Très rapidement, on s’est aperçu que ces objectifs ne seraient pas atteints et ce avant même la survenance de la crise économique de 2008 qu’on ne peut donc pas rendre responsable de cet échec. Alors que tous les pays développés avaient pris l’engagement de consacrer 0,7 % de leur PIB à l’aide publique au développement, seuls cinq pays l’ont respecté. Il manque au minimum 35 milliards de dollars par an pour pouvoir atteindre les objectifs du millénaire. Cette somme n’est pas inaccessible si la volonté politique existait mais il n’y a pas un sentiment d’urgence vitale comme lors de la crise financière de 2008.

Inconsciemment ou non, les gouvernements ont le sentiment qu’il est certes moralement impérieux de faire quelque chose mais qu’il y a également d’autres priorités et que les ressources publiques sont rares. Bref qu’on peut prendre son temps, ce qui n’avait pas été la conclusion lors de la crise.

D’où l’idée de trouver des « financements innovants ». Ces financements innovants seraient-ils un euphémisme pour masquer le manque de contributions directes étatiques ? Est-ce un moyen de disculper les Etats qui ne remplissent pas leurs obligations de consacrer 0.7% de leur PIB au développement ? A la tribune de l’ONU, Nicolas Sarkozy a appelé de ses vœux l’établissement d’une taxation internationale sur les transactions financières. Il reprenait à son compte une proposition qui fut la raison d’être du mouvement altermondialiste. Il y a une logique dans cette proposition. A la communauté internationale devrait correspondre une taxation internationale. Mais il est peu probable que l’on trouve un accord pour créer cet impôt, fût-il mis au service d’un objectif officiellement partagé par tous. Car en réalité il n’y a pas de communauté internationale digne de ce nom.

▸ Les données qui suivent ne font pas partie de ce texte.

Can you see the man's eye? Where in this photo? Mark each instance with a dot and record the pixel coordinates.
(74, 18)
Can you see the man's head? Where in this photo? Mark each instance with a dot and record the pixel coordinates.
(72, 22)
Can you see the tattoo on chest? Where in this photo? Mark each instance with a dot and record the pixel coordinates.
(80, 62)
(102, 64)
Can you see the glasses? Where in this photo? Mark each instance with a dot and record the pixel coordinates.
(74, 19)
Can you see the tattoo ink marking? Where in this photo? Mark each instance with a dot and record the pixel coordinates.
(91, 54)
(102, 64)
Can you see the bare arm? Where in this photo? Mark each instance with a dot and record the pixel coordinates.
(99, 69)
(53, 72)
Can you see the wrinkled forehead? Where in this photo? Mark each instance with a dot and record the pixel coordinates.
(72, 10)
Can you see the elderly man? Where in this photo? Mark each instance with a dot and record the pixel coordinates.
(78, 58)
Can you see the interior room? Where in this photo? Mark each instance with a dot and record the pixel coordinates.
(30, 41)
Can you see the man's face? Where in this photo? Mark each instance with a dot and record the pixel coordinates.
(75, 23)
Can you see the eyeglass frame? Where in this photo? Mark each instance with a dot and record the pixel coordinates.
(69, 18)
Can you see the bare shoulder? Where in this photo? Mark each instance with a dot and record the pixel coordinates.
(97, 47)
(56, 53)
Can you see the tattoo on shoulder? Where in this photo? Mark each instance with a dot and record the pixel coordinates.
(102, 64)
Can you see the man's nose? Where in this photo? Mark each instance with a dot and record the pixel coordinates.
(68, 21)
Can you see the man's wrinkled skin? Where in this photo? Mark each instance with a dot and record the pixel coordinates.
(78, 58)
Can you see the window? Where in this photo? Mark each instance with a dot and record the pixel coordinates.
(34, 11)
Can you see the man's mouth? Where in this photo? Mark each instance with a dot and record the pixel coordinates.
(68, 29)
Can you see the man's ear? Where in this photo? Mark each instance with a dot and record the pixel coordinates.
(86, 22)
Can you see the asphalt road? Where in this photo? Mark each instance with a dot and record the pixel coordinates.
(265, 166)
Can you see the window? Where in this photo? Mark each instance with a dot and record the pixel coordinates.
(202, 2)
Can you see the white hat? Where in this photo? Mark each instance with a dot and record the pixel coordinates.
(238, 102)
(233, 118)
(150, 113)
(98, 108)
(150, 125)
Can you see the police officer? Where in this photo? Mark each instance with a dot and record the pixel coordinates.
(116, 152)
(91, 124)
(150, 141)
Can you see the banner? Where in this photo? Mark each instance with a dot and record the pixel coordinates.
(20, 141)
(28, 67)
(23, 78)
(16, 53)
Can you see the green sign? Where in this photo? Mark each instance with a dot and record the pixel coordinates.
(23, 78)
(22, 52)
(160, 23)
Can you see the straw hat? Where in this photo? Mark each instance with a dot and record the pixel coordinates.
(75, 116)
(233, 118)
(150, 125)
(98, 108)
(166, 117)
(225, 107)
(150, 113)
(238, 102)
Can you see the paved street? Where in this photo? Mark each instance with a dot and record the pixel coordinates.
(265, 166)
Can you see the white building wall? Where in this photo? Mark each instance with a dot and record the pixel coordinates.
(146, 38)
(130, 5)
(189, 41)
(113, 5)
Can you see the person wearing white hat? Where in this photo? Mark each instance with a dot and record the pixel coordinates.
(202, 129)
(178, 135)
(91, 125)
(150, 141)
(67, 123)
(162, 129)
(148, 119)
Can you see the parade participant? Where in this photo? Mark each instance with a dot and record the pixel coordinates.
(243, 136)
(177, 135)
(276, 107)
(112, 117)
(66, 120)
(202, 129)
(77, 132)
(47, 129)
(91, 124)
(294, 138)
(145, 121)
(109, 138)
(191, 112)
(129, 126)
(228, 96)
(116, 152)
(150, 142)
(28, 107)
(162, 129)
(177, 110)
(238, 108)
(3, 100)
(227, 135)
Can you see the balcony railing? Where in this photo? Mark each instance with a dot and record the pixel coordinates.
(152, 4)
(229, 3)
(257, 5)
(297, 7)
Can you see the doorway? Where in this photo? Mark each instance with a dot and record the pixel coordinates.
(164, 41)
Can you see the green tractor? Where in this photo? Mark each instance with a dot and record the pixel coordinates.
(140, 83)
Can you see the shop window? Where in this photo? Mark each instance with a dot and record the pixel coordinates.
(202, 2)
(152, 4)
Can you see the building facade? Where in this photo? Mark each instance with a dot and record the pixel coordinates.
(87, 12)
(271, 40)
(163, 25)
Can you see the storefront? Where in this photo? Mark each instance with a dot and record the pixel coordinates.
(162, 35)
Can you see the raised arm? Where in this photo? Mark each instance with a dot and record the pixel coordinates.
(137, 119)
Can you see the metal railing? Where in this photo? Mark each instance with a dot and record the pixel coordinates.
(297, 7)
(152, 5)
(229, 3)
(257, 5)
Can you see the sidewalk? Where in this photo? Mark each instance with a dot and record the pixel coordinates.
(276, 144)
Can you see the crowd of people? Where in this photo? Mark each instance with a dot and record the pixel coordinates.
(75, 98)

Il faut également reconnaître que l’aide publique au développement n’est pas une panacée. Dans la lutte contre l’extrême pauvreté, la Chine a, dans la période récente, sorti de 300 à 400 millions de ces habitants de la misère sans bénéficier d’aides extérieures.

L’aide est nécessaire mais encore faut-il qu’elle soit utilisée à bon escient et qu’elle atteigne réellement ceux qui sont censés en être les bénéficiaires.